Saturday, November 6, 2010

The Courage To Do Nothing

I just finished reading a book by this title written by a fellow Cincinnatian, Bill Flax. This book turns out to be an excellent primer on classical economics and why the current government "solutions" to the recession have only made things worse. While I found his beginning sections railing against President Obama a bit tedious (not that I disagreed with them), Flax's economic sense really shines in several places. He maintains that recessions and depressions are not really so bad. They simply reallocate badly-spent money back into more efficient enterprises. His advice? Let the economy solve its own problems. When governments try to prop up failing industries, they are really only delaying a necessary curative process. Malinvestment and inefficiency are the problems--the recession is the cure. Capitalism works!

Flax also brilliantly explains Keynesian economic theory and how it has come to dominate government economic policy in the last few decades. He accuses Keynes of two critically false assumptions: 1) Capital is static and 2) Demand is finite. In the Keynesian way of thinking, consumer demand drives the economy. I want a car, therefore car-markers will hire workers and build factories. This is surely putting the cart before the horse. Keynesians also deny the existence of scarcity. Demand is not finite, as any parent knows. The number of things people want is infinite and far exceeds what is physically and materially available. The Keynesian dream is fueled by easy credit and government "stimulus", a deminishing-returns ponzi scheme that leads to massive inflation.

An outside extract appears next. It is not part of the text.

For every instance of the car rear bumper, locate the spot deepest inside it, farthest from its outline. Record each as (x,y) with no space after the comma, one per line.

Better to be back on the gold standard and disband the Federal Reserve, says Flax. Manipulated fiat currency--and the endless printing of money--constitutes taxation without representation. Currency devaluation discourages saving and thrift while encouraging reckless borrowing and consumption. Our country is truly at risk if these harmful trends are not curtailed.

Bill Flax has written a great book urging a simple, but shocking, suggestion to government planners and economy wonks: have the courage to do nothing! He promotes the out-of-fashion but clear-headed Austrian school of classical economics and quotes extensively from its many adherents. He also highlights the importance of freedom and the need to return to constitutional government. Backed by over 60 pages of notes, The Courage To Do Nothing delivers the right solutions for our troubled times.